As a sufferer of the chronic illness ulcerative colitis, suffering is something I am extremely familiar with. I suffer both physically and emotionally. The concept of mindfulness is the only way I have been able to cope. Just reciting the statement you first read, five times in a row brings me to the present and I am re-centered. When I am centered, I am able to overcome struggles that otherwise prohibit me from being able to function normally.

I also have chronic anxiety, and catching my breath is the only thing that keeps me from having a panic attack. When I breathe, I make sure that when I am breathing in and my stomach is expanding, and when I breathe out, my stomach constricts. When my out breaths are longer than my in breaths, it calms the fight or flight signals and relaxes my body.

When it gets really bad, I’ll turn on “Bennie and the Jets,” and breathe to the rhythm, I’m able to calm down a lot faster that way. The music gives me the space I need for five minutes.

Mindfulness goes beyond breathing, too. There are many ways to alleviate suffering. One of them is finding gratitude. As cliché as this sounds, it works. For example, when I am washing dishes, I am feeling the heat of the water wash over my hands and smelling the soap I’m using.
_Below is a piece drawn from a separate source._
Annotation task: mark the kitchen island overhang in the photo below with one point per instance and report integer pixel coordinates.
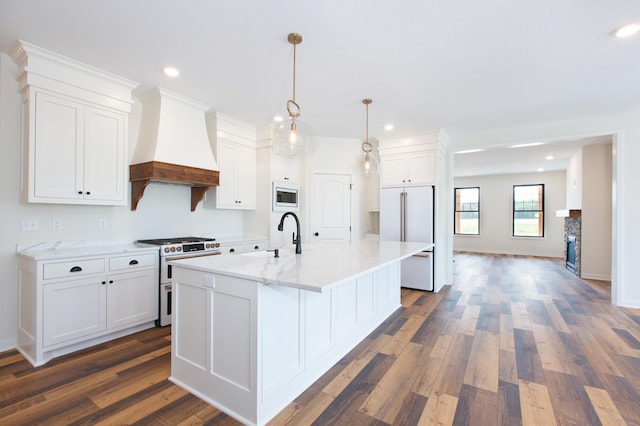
(252, 332)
I make scrubbing my one, sole job. I am awake, truly living in that moment, and I am finding something about that moment that makes me grateful. I have running water. The bits of food I scrub off the dishes is because I have food to cook for my family. When I wash clothes, I feel the texture of the clothes as I put them in the washer. I smell the lavender of the detergent I use. I am grateful for the clothes I have to wear and the machine I have to wash them.

But, there is an element to mindfulness that a lot of people forget about. Mindfulness can spark peace and gratitude, but one of the best things resulting from mindfulness is focus — something I have too little of. William James once said, “The education of the attention would be the education par excellence.”

In his book, “Resilience,” Rick Hanson talks about mindfulness and its effects on the brain. He explains, “‘You become what you eat.’ That may be true for the body, but ‘you’ — the person you are — gradually becomes what your attention rests upon.”

If this is true, and I become what my “attention rests upon,” then I am a stress-induced mother who has no energy to clean her house, a student who never has enough time, and a wife who would rather watch “True Detective” with her husband than talk about kids and bills. I’m also aware of what I’m feeling when I go through stress-induced situations and am able to observe from a much calmer point of view.

Hanson explains it better — “Mindfulness holds your reactions in a spacious awareness that is itself never disturbed by whatever passes through it.”

When I am mindful, I can encounter stress, pain, discomfort and suffering, and still be able to gauge my reactions as things happen. It’s easy to be mindful when you sit on a pillow or breathe out to “Bennie and the Jets,” but being able to be mindful during finals, or when my preschooler is throwing a temper tantrum while I’m trying to talk to my husband about what’s for dinner is the trick, isn’t it?

I don’t know, maybe I need some of Bennie’s “electric boots and a mohair suit.”